Russia coordinates with US, rebels in Syria air campaign
Moscow said on Tuesday it worked with opposition groups in its latest Syrian airstrikes while the US said its pilots communicated with Russian aircraft, in tentative signs the powers are working together to end the civil war ahead of UN talks.
Russian said its jets bombed 24 targets in Syria using coordinates supplied by "opposition representatives", the first time it has claimed to work with those fighting Syria's regime since beginning its air offensive.
"The coordinates of all of these targets were given to us by opposition representatives," senior military official Andrei Kartapolov said, without specifying the groups involved.
Hours later the Pentagon said its fighter pilots communicated directly with Russian jets in the skies over Syria, in the first test of a new strategy to ensure the two sides' parallel campaigns do not boil over into conflict between them.
Washington and Moscow signed an agreement on 20 October laying out rules keep their pilots away from each other in the air, after several close encounters raised the prospect of a mid-air collision or some other dangerous encounter.
The Pentagon said its fighter pilots communicated directly with Russian jets in Syrian airspace |
A US-led coalition has been bombing Islamic State group (IS) forces since December 2014, while the Russians opened an air campaign in September against a broader range of rebels that Western powers say is designed to support its ally, Syrian President Bashar al-Assad.
The burgeoning coordination between the two comes as Russian Foreign Minister Sergei Lavrov is set to meet the UN Syria envoy Staffan de Mistura in Moscow on Wednesday.
The two met Friday in Vienna alongside top diplomats from 17 other international players including the US, Iran and Saudi Arabia, in the broadest push yet to end the four-year conflict.
The participants - who did not include any representatives of the Syrian government or its opponents - agreed to ask the UN to broker a peace deal between the regime and opposition to clear the way for a new constitution and elections.
But divisions remain on the fate of Assad, with Russia and Iran resisting pressure from Western powers and Saudi Arabia to force the Syrian leader from power.
Syria's deputy foreign minister Faisal Moqdad on Tuesday ruled out any transition period in the war-torn country, insisting that Assad is "the legitimate president elected by the Syrian people."
"United front"
Russia offered on Tuesday to host a meeting between representatives of the Syrian government and rebel groups next week in Moscow, and said it has given Saudi Arabia and the US a list of the opposition figures it is working with.
Moscow said it had set up "working coordination groups" aimed at bolstering the fight against the IS, but that the identities of those involved were being kept secret.

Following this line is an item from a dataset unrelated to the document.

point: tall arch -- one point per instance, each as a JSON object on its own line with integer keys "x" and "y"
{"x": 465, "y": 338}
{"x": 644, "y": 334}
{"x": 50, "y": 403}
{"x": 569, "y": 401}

"Such close cooperation will allow us to unite the efforts of the government troops with other patriotic forces in Syria that used to be in the opposition and act as a united front against the common enemy - international terrorism," the defence ministry said.
The latest strikes hit targets close to Palmyra, Deir Ezzor, Ithriya and eastern Aleppo with assistance from the opposition, destroying "terrorist" command posts, munition stores and anti-aircraft artillery, it added.
Moscow has been bombing targets in Syria since 30 September, and said on Tuesday it had hit 2,084 targets in 1,631 sorties, including 52 training camps and 287 command posts, causing "significant losses to the terrorists" and undermining their morale.
"Our aim both in Syria and anywhere else is to fight terrorism first of all," Russian President Vladimir Putin said in Moscow.
The Britain-based Syrian Observatory for Human Rights said warplanes belonging to either Russia or the Syrian regime bombed the IS' de facto capital Raqqa on Tuesday, killing at least 23 people including 13 jihadists.
London on Tuesday denied it was abandoning plans for a parliamentary vote to join air strikes in Syria as an influential committee of lawmakers advised against action.
Newspaper reports suggested Prime Minister David Cameron had abandoned plans to seekparliamentary approval to extend missions against the IS from Iraq into neighbouring Syria.